Tuesday, November 4, 2008

Absen T. Palmer

In a dingy bag, mixed in with other diplomatic mail, sat our absentee voting ballots. Over the Atlantic to D.C., then off to the Boone County Clerk’s office to be counted today (we hope). We dropped them off a couple weeks ago at the US Embassy here. We had to pass through a security check, be escorted (2 at a time) to a room where we handed our ballots through a window to a pleasant Kosovar who joked about Julia’s Cuban heritage (we had to show our passports). Our adventure lasted 15 minutes…never saw an American.

Fortunately we haven’t had to deal directly with the political posturing, wardrobe attacks, UNBELIEVABLE promises and slapstick media coverage that accompany every presidential race.

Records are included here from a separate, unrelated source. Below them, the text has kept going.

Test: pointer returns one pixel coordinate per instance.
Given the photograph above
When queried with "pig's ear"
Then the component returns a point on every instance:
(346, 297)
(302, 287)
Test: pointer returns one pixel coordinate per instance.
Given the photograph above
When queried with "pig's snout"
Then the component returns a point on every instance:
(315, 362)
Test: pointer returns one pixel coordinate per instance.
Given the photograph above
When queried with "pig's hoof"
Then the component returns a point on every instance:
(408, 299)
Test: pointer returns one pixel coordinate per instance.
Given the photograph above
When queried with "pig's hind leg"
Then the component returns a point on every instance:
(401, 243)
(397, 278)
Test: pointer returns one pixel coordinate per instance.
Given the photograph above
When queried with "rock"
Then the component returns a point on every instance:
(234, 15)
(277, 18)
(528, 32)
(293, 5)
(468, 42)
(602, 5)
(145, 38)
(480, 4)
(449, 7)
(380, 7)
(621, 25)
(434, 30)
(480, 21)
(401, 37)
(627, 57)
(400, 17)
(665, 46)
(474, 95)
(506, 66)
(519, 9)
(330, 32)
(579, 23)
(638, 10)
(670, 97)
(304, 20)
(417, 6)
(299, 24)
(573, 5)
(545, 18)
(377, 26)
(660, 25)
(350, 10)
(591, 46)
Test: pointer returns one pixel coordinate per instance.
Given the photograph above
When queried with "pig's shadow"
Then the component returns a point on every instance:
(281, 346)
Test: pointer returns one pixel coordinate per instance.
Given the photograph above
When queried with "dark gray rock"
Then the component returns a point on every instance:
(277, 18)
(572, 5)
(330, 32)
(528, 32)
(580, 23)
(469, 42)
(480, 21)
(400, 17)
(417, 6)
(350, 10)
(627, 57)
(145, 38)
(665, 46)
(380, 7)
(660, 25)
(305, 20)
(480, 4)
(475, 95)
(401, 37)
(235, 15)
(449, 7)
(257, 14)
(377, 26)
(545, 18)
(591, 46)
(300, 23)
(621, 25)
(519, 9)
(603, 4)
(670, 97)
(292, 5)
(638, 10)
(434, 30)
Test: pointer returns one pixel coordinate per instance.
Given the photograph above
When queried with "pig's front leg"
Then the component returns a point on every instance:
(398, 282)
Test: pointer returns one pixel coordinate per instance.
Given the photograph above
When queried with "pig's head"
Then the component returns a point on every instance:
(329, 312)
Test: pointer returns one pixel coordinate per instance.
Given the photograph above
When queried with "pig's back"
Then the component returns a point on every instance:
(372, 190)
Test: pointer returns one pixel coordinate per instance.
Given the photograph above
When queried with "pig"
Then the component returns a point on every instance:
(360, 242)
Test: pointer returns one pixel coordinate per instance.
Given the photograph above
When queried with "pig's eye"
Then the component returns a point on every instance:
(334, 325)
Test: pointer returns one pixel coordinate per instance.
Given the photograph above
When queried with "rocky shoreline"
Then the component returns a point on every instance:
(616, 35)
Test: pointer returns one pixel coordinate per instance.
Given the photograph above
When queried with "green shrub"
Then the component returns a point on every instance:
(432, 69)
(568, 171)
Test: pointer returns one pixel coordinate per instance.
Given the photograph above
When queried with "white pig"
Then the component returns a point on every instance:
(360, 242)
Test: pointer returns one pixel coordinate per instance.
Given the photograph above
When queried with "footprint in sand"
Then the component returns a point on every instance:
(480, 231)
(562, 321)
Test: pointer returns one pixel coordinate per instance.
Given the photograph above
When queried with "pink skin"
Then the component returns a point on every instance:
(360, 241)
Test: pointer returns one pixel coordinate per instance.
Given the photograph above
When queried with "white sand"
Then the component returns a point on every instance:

The amount of time and money spent on marketing deceit is condescending. Yet, there are checks and balances in our democratic society. Our government is run with a fair amount of transparency...well...translucency. People can be informed and active if they choose to be.

Here the government struggles against corruption. The EU supervision is coming in, and the UN supervision is going out. A government “in limbo” one magazine calls it. Checks and balances don’t work yet. One KFOR (Army) chaplin mentioned to me that he feels it will eventually take a massive statement from the people (there are only 3 million) to get leadership to govern for them, not themselves.